The consortium provided the CHCs and patients with cell phones and tablets, educational and technical support, and developed best practices for integrating telehealth in their services.

Severin said the second phase will concentrate on making telehealth a more permanent part of community health centers’ care delivery model.

“When we emerge into whatever new normal healthcare will ultimately look like (post pandemic), we don’t want to go back to the way healthcare was delivered, which was almost all face-to-face medicine,” Severin said. “For patients served by community health centers, face-to-face medicine is not always the best option.”

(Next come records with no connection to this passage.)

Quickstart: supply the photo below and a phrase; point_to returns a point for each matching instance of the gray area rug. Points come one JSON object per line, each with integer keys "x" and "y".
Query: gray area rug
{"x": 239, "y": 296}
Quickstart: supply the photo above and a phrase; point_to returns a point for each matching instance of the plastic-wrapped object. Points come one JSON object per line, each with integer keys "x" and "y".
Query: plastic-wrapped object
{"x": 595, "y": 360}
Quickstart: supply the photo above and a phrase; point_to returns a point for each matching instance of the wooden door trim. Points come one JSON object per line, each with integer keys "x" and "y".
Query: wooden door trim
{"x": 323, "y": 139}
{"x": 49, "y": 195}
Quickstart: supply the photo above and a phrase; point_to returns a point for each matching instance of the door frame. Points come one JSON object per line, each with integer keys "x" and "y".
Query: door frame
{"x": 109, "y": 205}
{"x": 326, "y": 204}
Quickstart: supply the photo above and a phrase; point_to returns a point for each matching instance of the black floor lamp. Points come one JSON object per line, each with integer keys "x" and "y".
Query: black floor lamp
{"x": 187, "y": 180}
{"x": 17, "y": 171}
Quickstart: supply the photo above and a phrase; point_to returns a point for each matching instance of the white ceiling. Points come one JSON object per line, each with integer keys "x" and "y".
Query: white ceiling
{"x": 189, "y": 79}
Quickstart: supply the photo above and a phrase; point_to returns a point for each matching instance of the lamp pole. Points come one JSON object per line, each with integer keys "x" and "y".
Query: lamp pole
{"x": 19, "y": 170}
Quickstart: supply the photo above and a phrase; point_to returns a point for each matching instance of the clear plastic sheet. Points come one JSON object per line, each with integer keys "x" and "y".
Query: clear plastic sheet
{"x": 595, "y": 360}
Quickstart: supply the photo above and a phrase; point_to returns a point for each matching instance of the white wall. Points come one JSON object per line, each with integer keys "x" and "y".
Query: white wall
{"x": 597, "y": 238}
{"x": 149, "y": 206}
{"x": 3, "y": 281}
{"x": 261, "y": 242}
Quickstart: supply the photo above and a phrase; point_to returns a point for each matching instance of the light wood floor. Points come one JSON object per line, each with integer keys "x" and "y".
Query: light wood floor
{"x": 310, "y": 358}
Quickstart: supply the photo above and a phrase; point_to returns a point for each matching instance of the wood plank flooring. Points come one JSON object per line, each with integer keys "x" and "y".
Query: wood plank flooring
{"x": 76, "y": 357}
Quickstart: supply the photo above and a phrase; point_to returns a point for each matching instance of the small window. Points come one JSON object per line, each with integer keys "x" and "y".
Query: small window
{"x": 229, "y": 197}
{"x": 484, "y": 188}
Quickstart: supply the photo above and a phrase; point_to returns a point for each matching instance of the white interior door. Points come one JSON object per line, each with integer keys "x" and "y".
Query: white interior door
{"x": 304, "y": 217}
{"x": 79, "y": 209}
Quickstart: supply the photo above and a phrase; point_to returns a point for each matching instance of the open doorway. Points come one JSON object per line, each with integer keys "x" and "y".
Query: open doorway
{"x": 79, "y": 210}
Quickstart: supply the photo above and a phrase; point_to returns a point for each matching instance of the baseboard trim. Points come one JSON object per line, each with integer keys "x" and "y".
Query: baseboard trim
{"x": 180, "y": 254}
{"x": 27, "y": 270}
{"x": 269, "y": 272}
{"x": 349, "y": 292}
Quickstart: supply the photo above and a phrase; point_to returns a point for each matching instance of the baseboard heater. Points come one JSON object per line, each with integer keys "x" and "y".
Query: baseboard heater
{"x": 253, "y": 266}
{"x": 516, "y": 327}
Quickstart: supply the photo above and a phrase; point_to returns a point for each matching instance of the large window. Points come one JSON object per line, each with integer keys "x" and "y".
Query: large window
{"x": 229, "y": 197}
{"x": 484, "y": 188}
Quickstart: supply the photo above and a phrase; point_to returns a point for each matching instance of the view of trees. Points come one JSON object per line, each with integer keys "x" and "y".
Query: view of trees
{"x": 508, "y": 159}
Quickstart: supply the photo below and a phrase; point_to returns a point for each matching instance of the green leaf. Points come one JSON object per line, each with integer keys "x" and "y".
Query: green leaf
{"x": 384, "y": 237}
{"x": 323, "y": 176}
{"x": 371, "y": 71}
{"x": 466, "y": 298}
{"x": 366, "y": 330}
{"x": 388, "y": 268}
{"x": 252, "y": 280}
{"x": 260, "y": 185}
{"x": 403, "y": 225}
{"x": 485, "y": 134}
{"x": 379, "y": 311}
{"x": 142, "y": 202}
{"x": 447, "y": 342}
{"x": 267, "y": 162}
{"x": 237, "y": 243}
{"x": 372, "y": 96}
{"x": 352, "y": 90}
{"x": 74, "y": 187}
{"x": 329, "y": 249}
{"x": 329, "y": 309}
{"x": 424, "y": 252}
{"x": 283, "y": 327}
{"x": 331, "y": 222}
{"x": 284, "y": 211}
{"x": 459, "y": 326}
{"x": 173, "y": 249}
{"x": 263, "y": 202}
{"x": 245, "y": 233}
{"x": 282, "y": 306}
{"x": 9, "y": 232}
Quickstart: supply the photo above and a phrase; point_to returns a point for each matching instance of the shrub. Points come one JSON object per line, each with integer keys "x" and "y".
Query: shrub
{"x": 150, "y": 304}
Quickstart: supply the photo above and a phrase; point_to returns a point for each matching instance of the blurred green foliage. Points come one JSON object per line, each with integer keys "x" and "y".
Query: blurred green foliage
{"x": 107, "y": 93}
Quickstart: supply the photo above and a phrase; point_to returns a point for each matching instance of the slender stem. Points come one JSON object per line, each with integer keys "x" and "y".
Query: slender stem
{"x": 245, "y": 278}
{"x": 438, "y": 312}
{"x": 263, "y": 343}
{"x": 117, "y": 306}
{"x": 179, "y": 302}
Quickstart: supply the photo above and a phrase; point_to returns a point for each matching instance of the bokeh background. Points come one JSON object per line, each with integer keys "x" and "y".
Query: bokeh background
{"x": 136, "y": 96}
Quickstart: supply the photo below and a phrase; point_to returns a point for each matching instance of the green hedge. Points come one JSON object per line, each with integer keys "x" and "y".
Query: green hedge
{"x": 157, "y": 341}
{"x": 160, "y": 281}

Severin said telehealth resulted in a steep decline in appointment cancellations among patients in the consortium, falling from an average rate of 20% before the pandemic to nearly zero. The group will hire more staff to serve as ‘digital navigators’ who help patients address any financial, clinical or technical challenges they may face in accessing telehealth services.

Telehealth was largely unused by the vast majority of community health centers before the pandemic. A study published last June in Health Affairs found 56% of the more than 1,300 centers studied did not have any telehealth use in 2018, while 47% only used it to speak with medical specialists instead of patients.

Severin said the campaign now will seek to address some of the more upstream obstacles hindering the expansion of broadband internet access among poor households and communities of color. Such issues include advocating for keeping in place regulatory changes made by CMS as part of the public health emergency that allowed providers to get reimbursed from Medicare for telehealth at the same rate as in-person services.

“Our highest-level objective in this project is to make immediate investments now so that we can rebuild a health system for community health center patients that can deliver more health equity than before the pandemic,” Severin said.